In some cases, overflow happens but it doesn't change the
factorization result.  This was tested on Linux x86-64.

./fftfactors_demo 2147303427
Factorization before changes:
n = 2147303427, 3 factors: 65533 -5461 65533 
Factorization after changes:
n = 2147303427, 5 factors: 3 43 53 127 2473 

./fftfactors_demo 2147310038
Factorization before changes:
n = 2147310038, 3 factors: 92645 -314 92645 
Factorization after changes:
n = 2147310038, 5 factors: 2 23 73 157 4073 

Some numbers that the patched version is able to factorize, thanks to
the increased size of the factor array, are 12754584 (first number
with 16 factors) and 38263752 (first number with 17 factors).
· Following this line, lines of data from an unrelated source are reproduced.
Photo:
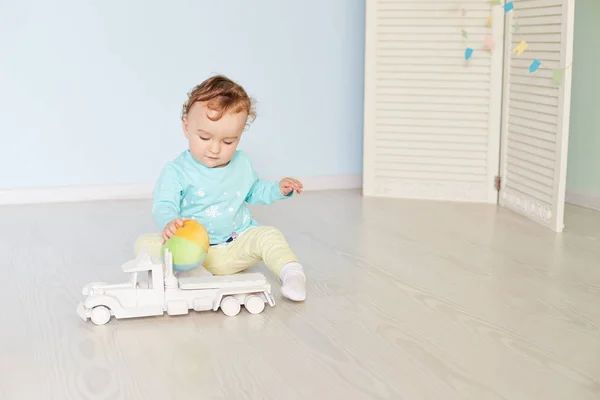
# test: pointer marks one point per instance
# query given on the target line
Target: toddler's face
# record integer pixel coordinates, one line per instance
(213, 143)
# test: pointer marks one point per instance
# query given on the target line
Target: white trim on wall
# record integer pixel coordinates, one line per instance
(583, 199)
(143, 191)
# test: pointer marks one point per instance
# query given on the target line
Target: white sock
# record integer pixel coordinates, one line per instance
(294, 281)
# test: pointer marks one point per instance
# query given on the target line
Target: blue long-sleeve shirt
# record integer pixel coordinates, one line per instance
(215, 197)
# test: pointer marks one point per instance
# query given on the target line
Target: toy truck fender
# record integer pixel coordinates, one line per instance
(102, 300)
(248, 292)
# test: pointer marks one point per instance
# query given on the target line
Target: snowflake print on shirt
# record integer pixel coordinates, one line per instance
(213, 211)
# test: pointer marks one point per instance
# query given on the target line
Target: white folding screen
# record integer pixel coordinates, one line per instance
(536, 109)
(438, 126)
(432, 117)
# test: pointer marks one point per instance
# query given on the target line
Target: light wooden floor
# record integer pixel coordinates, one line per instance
(407, 300)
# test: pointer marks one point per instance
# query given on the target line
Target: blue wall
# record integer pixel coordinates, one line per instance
(91, 91)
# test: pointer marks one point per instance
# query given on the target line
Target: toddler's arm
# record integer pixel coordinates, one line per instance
(167, 197)
(264, 192)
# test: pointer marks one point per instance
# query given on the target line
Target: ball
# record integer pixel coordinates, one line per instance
(189, 246)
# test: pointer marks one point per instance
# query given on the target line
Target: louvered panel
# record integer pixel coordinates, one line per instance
(431, 118)
(536, 111)
(428, 154)
(442, 130)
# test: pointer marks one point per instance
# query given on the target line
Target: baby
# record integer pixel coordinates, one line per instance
(213, 181)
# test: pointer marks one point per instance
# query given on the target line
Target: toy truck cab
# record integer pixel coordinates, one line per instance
(136, 298)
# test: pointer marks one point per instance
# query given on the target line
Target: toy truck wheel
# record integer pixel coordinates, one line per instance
(254, 304)
(230, 306)
(100, 315)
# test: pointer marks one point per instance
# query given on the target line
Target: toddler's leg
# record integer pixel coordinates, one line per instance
(269, 244)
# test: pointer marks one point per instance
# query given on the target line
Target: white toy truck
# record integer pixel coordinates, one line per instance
(163, 291)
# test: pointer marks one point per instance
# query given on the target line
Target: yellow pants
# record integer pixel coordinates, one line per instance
(260, 243)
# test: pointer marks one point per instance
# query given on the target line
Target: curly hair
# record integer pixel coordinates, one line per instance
(222, 95)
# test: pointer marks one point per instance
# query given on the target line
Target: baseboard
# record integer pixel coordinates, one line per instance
(143, 191)
(583, 199)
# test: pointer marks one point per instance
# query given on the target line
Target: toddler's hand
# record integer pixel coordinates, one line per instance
(171, 228)
(288, 185)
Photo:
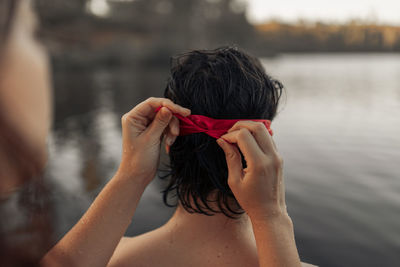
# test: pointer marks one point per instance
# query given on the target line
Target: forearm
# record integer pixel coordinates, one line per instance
(92, 241)
(275, 241)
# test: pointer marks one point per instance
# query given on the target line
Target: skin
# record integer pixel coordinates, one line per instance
(25, 101)
(264, 237)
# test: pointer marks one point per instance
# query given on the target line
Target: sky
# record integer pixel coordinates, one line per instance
(381, 11)
(377, 11)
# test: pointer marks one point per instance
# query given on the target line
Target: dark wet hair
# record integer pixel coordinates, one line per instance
(225, 83)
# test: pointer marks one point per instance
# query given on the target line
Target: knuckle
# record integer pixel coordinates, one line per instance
(151, 99)
(277, 161)
(259, 126)
(123, 118)
(261, 165)
(243, 133)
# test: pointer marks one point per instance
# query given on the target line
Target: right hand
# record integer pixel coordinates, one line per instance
(258, 188)
(142, 132)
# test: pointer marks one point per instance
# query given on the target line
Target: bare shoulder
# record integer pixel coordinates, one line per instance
(145, 250)
(303, 264)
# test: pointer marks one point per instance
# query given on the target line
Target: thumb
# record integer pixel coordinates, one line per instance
(233, 161)
(160, 122)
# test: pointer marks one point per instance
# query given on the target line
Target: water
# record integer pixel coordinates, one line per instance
(338, 132)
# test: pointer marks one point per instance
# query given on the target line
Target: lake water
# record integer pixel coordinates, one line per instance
(338, 131)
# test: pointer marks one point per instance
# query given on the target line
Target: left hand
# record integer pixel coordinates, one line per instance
(142, 132)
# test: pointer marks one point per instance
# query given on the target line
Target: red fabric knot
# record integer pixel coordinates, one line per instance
(213, 127)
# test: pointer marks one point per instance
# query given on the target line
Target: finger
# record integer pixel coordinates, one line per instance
(172, 131)
(146, 109)
(260, 133)
(247, 144)
(233, 161)
(159, 124)
(169, 138)
(174, 126)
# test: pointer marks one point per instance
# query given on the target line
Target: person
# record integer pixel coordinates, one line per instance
(96, 240)
(231, 207)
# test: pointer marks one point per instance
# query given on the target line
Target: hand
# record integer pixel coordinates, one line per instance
(258, 188)
(142, 132)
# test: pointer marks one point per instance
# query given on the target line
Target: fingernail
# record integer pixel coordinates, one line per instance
(165, 112)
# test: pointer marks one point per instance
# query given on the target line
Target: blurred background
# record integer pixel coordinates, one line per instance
(338, 128)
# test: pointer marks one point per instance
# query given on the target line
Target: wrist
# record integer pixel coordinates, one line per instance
(129, 177)
(277, 217)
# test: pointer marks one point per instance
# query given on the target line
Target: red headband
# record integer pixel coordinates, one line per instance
(213, 127)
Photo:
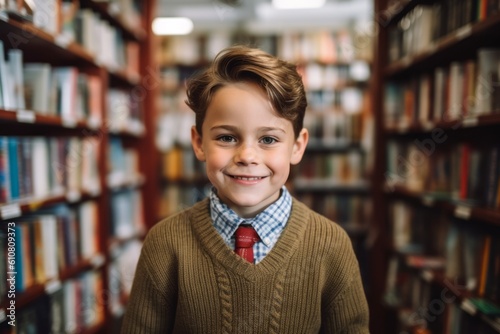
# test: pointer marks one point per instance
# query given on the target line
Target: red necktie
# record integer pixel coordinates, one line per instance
(245, 238)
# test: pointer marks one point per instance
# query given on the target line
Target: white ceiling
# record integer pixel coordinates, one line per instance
(259, 16)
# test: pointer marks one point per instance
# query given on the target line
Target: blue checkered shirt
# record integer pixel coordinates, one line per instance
(268, 224)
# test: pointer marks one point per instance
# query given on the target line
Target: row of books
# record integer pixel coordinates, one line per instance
(75, 306)
(426, 24)
(343, 168)
(336, 127)
(177, 197)
(468, 173)
(39, 87)
(37, 167)
(69, 22)
(346, 210)
(457, 250)
(121, 272)
(104, 41)
(348, 99)
(463, 89)
(48, 242)
(127, 214)
(426, 306)
(124, 111)
(317, 76)
(321, 46)
(180, 163)
(327, 47)
(122, 164)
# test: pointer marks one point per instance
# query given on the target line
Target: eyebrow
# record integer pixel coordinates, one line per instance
(235, 128)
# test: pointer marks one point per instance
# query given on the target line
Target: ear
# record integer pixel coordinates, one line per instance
(197, 144)
(299, 146)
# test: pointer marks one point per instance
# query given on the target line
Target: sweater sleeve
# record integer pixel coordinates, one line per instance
(345, 309)
(348, 312)
(151, 306)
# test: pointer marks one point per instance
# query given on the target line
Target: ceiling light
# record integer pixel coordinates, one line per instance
(296, 4)
(172, 26)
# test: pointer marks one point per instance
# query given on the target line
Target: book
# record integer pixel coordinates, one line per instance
(40, 167)
(16, 70)
(487, 71)
(13, 159)
(37, 83)
(67, 82)
(8, 101)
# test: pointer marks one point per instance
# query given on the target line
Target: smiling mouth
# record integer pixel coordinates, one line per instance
(247, 178)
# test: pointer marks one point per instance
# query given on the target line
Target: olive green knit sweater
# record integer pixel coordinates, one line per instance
(189, 281)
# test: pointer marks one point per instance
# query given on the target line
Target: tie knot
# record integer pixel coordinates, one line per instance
(246, 236)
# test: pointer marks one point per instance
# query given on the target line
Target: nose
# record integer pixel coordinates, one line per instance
(246, 155)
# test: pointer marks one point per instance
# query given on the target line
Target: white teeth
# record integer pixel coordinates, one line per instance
(247, 178)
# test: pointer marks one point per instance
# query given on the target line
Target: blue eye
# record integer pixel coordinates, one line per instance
(226, 139)
(268, 140)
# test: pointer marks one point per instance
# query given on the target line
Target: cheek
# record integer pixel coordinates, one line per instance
(217, 158)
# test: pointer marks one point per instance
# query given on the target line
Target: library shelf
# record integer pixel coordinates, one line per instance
(331, 146)
(463, 123)
(118, 181)
(131, 31)
(112, 15)
(30, 205)
(35, 291)
(462, 42)
(301, 184)
(41, 46)
(398, 10)
(462, 210)
(456, 40)
(31, 119)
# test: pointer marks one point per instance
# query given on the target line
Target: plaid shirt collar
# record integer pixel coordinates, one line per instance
(268, 224)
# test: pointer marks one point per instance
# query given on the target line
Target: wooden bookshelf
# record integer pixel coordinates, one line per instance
(90, 130)
(419, 214)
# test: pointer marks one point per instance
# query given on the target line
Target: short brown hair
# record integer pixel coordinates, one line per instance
(279, 79)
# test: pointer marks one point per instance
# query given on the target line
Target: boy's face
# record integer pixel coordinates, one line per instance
(247, 148)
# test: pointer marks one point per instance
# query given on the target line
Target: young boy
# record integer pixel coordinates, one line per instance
(300, 275)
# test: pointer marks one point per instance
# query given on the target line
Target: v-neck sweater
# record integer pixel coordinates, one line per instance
(189, 281)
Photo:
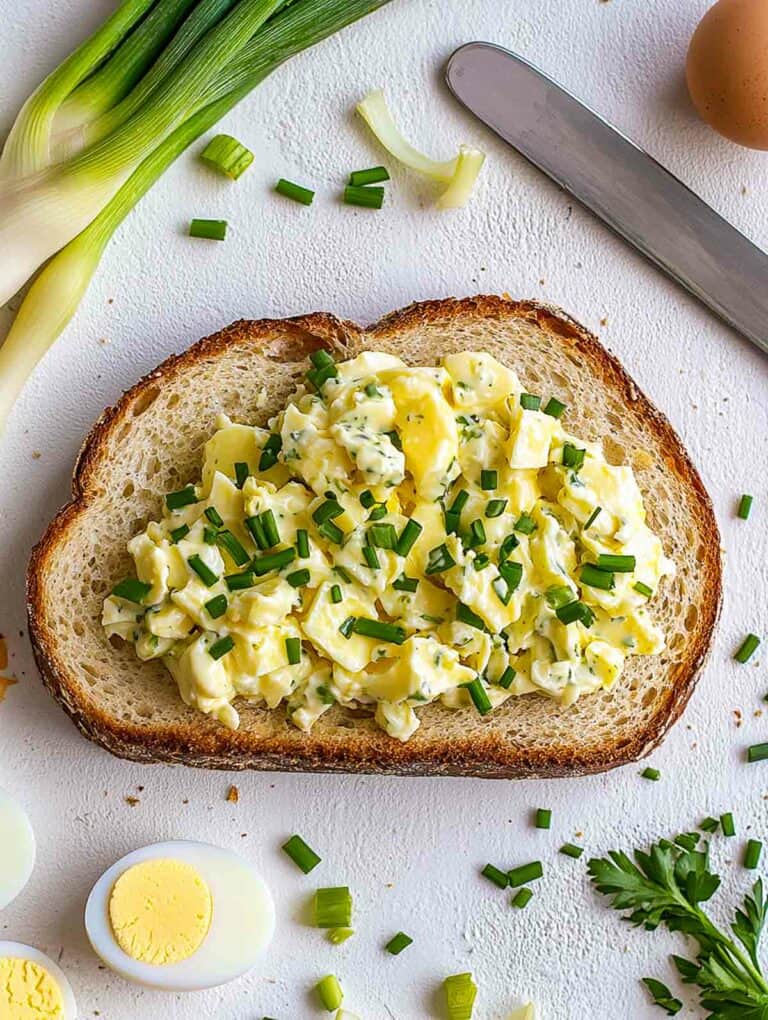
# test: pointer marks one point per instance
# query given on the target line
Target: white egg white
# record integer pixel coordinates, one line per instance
(242, 926)
(17, 849)
(17, 951)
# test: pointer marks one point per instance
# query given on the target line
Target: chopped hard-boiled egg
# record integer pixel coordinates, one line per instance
(397, 534)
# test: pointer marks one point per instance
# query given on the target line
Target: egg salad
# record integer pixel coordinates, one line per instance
(398, 536)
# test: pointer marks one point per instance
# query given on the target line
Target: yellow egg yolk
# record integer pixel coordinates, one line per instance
(160, 911)
(28, 991)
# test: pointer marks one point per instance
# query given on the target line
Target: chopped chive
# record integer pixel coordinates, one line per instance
(522, 898)
(554, 407)
(333, 908)
(302, 855)
(544, 818)
(368, 198)
(219, 648)
(216, 607)
(298, 577)
(381, 631)
(529, 402)
(239, 582)
(753, 854)
(289, 190)
(204, 572)
(398, 942)
(210, 230)
(132, 590)
(183, 498)
(408, 537)
(479, 696)
(595, 577)
(180, 532)
(572, 456)
(293, 651)
(373, 175)
(405, 583)
(496, 875)
(745, 506)
(269, 452)
(748, 649)
(525, 873)
(619, 564)
(273, 561)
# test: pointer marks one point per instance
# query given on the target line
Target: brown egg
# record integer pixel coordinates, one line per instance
(727, 70)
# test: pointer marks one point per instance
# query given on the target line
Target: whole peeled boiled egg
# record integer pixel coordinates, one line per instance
(727, 70)
(181, 916)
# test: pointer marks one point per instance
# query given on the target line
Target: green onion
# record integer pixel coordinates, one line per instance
(204, 572)
(572, 456)
(184, 498)
(570, 850)
(753, 854)
(368, 198)
(748, 649)
(210, 230)
(273, 561)
(227, 155)
(298, 577)
(745, 506)
(329, 992)
(180, 532)
(525, 873)
(293, 651)
(289, 190)
(460, 992)
(132, 590)
(595, 577)
(554, 408)
(544, 818)
(522, 898)
(479, 696)
(529, 402)
(302, 855)
(373, 175)
(219, 648)
(496, 875)
(619, 564)
(390, 632)
(216, 607)
(408, 537)
(333, 908)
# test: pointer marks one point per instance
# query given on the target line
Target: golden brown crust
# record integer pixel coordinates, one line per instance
(202, 744)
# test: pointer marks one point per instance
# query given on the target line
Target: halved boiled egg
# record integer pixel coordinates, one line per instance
(16, 849)
(181, 916)
(32, 985)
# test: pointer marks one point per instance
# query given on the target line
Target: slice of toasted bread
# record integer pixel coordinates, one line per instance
(150, 443)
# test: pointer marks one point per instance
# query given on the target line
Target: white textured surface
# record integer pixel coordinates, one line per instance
(409, 849)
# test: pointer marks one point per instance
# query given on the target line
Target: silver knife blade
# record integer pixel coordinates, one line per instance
(618, 181)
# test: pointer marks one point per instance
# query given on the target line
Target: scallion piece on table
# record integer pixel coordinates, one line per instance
(333, 907)
(302, 855)
(290, 190)
(210, 230)
(226, 155)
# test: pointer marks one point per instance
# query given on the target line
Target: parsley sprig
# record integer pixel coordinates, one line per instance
(667, 885)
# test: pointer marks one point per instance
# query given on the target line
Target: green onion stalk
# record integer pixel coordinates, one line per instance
(55, 294)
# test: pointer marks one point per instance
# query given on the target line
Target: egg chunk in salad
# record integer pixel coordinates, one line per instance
(398, 536)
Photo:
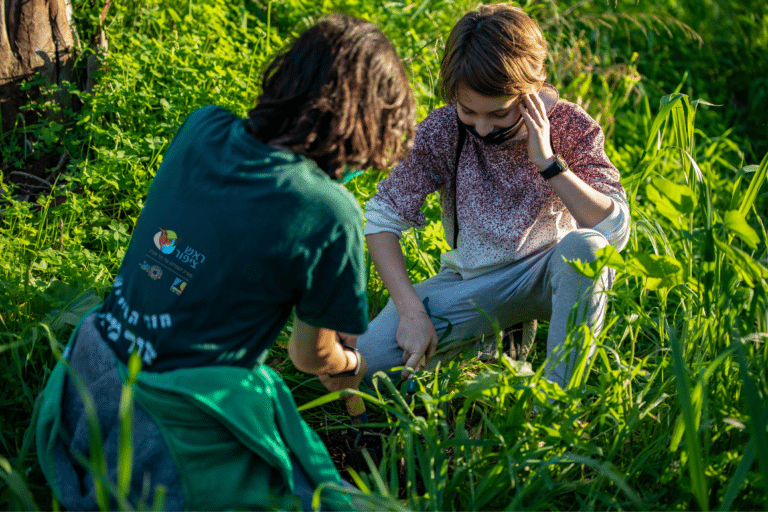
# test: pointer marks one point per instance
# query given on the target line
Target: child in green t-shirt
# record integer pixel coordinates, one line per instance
(243, 224)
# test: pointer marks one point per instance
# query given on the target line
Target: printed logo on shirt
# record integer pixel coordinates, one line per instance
(178, 286)
(166, 240)
(154, 271)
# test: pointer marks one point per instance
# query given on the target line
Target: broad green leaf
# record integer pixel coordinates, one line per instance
(607, 256)
(660, 272)
(735, 222)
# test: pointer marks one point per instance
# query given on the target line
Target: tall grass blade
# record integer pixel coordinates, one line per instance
(754, 185)
(692, 441)
(757, 413)
(17, 486)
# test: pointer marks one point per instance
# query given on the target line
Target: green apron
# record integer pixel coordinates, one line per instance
(231, 432)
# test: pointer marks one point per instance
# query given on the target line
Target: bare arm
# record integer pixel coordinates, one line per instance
(416, 333)
(588, 206)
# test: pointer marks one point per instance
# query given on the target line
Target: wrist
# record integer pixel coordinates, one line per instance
(545, 164)
(557, 166)
(352, 367)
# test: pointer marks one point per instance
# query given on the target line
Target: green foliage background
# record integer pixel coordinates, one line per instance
(675, 411)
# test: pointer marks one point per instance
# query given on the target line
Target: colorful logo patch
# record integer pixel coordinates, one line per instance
(153, 271)
(178, 286)
(166, 240)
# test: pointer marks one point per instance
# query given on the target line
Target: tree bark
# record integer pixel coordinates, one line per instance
(35, 36)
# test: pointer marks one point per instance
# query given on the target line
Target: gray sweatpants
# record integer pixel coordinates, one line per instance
(541, 286)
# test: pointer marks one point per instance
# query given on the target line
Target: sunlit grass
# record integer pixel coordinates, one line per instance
(674, 411)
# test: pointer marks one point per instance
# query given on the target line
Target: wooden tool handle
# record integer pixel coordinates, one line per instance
(355, 406)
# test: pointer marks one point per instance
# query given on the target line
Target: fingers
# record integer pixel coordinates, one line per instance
(413, 363)
(532, 106)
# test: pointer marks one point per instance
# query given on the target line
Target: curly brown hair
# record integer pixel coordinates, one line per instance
(497, 50)
(339, 95)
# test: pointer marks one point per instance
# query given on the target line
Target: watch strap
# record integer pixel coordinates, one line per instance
(557, 167)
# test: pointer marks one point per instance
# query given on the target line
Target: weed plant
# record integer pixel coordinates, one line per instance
(674, 412)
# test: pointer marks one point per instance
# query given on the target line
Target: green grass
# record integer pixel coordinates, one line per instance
(674, 412)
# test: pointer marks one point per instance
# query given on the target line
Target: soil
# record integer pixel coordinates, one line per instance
(345, 454)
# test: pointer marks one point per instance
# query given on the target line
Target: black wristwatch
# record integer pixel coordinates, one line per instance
(354, 371)
(558, 166)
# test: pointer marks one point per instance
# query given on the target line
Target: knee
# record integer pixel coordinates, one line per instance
(582, 245)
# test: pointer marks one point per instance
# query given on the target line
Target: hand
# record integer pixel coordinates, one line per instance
(539, 145)
(349, 340)
(342, 383)
(417, 337)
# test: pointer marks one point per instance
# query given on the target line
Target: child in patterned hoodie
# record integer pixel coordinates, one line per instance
(527, 186)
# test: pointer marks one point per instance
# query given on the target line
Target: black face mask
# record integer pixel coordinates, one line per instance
(498, 136)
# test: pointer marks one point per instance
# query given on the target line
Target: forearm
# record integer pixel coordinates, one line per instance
(387, 256)
(588, 206)
(317, 350)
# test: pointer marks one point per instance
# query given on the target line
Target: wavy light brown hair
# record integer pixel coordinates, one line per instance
(339, 95)
(497, 50)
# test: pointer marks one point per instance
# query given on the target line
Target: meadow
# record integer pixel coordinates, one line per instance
(675, 411)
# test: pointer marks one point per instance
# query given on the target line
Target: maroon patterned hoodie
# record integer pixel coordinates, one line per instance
(506, 210)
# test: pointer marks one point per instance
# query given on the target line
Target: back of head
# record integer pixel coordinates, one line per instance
(339, 95)
(497, 50)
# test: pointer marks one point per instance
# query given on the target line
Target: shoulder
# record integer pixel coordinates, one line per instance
(572, 117)
(440, 125)
(210, 116)
(324, 198)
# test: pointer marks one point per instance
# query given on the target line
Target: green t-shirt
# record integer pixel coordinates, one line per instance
(234, 234)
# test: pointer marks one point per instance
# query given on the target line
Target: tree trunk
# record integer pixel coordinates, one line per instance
(35, 36)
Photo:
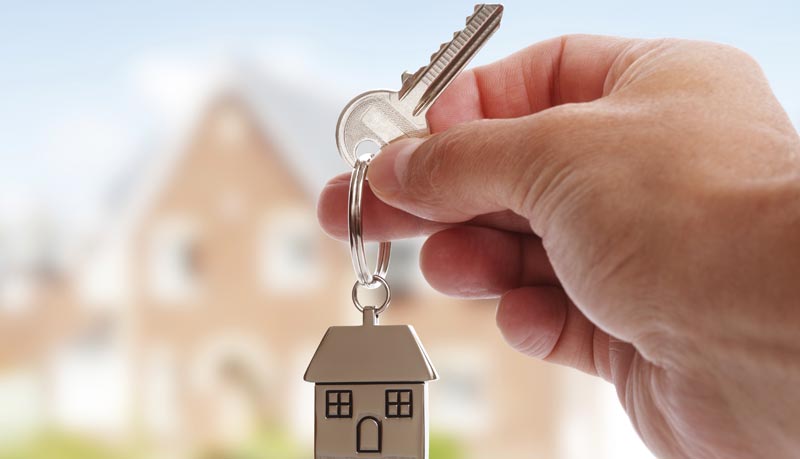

./fftfactors_demo 12754584
Factorization before changes:
factorization error
Factorization after changes:
n = 12754584, 16 factors: 3 3 3 3 3 3 2 2 3 2 3 3 3 3 3 3 

./fftfactors_demo 38263752
Factorization before changes:
factorization error
Factorization after changes:
n = 38263752, 17 factors: 3 3 3 3 3 3 3 2 2 2 3 3 3 3 3 3 3 

After building R 3.0.2 both with and without the patch (a modified
patch where only line numbers are different than with the included
patch file), I also performed a quick test that fft() and mvfft()
produce the same results, with data sizes such that the factorization
also works in the unpatched version.  The test uses random data and
prints a digest (hash function) of the results.  By source()ing the
test file (fft_test.R) using both versions, I got identical results,
"ca2180993a164f3192b9c4c3cb74ce3d".  The test computer has
insufficient memory for processing an array of a size where the
overflows in factorization happen (close to INT_MAX items).  Therefore
neither fft() nor mvfft() was tested for those input sizes.  The
results of the patched version using input sizes with more than 15
factors were sanity checked as follows:

> foo <- abs(fft(rep.int(1, 12754584))) # 16 factors
> all.equal(length(foo), foo[1])
[1] TRUE
> all.equal(foo[-1], rep.int(0, length(foo)-1))
[1] TRUE
> foo <- abs(fft(rep.int(1, 38263752))) # 17 factors
> all.equal(length(foo), foo[1])
[1] TRUE
> all.equal(foo[-1], rep.int(0, length(foo)-1))
[1] TRUE

Which means that the transform of a constant signal has one peak, at
zero frequency, and the scale of the result depends on the input
length (is unnormalized).

Overflow in memory allocation can be demonstrated as follows (results
on a 32-bit platform would probably be different).  Problems are to be
expected if the largest factor of the input size exceeds INT_MAX / 4
(line 83 of fourier.c).  Now, 536870923 is a prime number and larger
than INT_MAX / 4.  In the unpatched R 3.0.2:

> foo <- fft(rep.int(1, 536870923))
Error in fft(rep.int(1, 536870923)) : 
  cannot allocate memory block of size 134217728 Tb

where clearly 134217728 Tb (!) is more than would have actually been
needed.  With the patched version, the amount of memory required was
reasonable (but still too much for the computer):

> foo <- fft(rep.int(1, 536870923))
Error: cannot allocate vector of size 16.0 Gb

> sessionInfo()
R version 3.0.2 (2013-09-25)
Platform: x86_64-unknown-linux-gnu (64-bit)

locale:
 [1] LC_CTYPE=en_US.UTF-8       LC_NUMERIC=C              
 [3] LC_TIME=fi_FI.UTF-8        LC_COLLATE=en_US.UTF-8    
 [5] LC_MONETARY=fi_FI.UTF-8    LC_MESSAGES=en_US.UTF-8   
 [7] LC_PAPER=fi_FI.UTF-8       LC_NAME=C                 
 [9] LC_ADDRESS=C               LC_TELEPHONE=C            
[11] LC_MEASUREMENT=fi_FI.UTF-8 LC_IDENTIFICATION=C       

attached base packages:
[1] stats     graphics  grDevices utils     datasets  methods   base     

other attached packages:
[1] digest_0.6.4
Comment 1 Mikko Korpela 2013-12-05 15:39:30 UTC
Created attachment 1537 [details]
Test program for factorization
Comment 2 Mikko Korpela 2013-12-05 15:40:58 UTC
Created attachment 1538 [details]
Testing results of fft() and mvfft()
Comment 3 Brian Ripley 2013-12-10 13:03:58 UTC
Thanks, incorporated in R-devel now.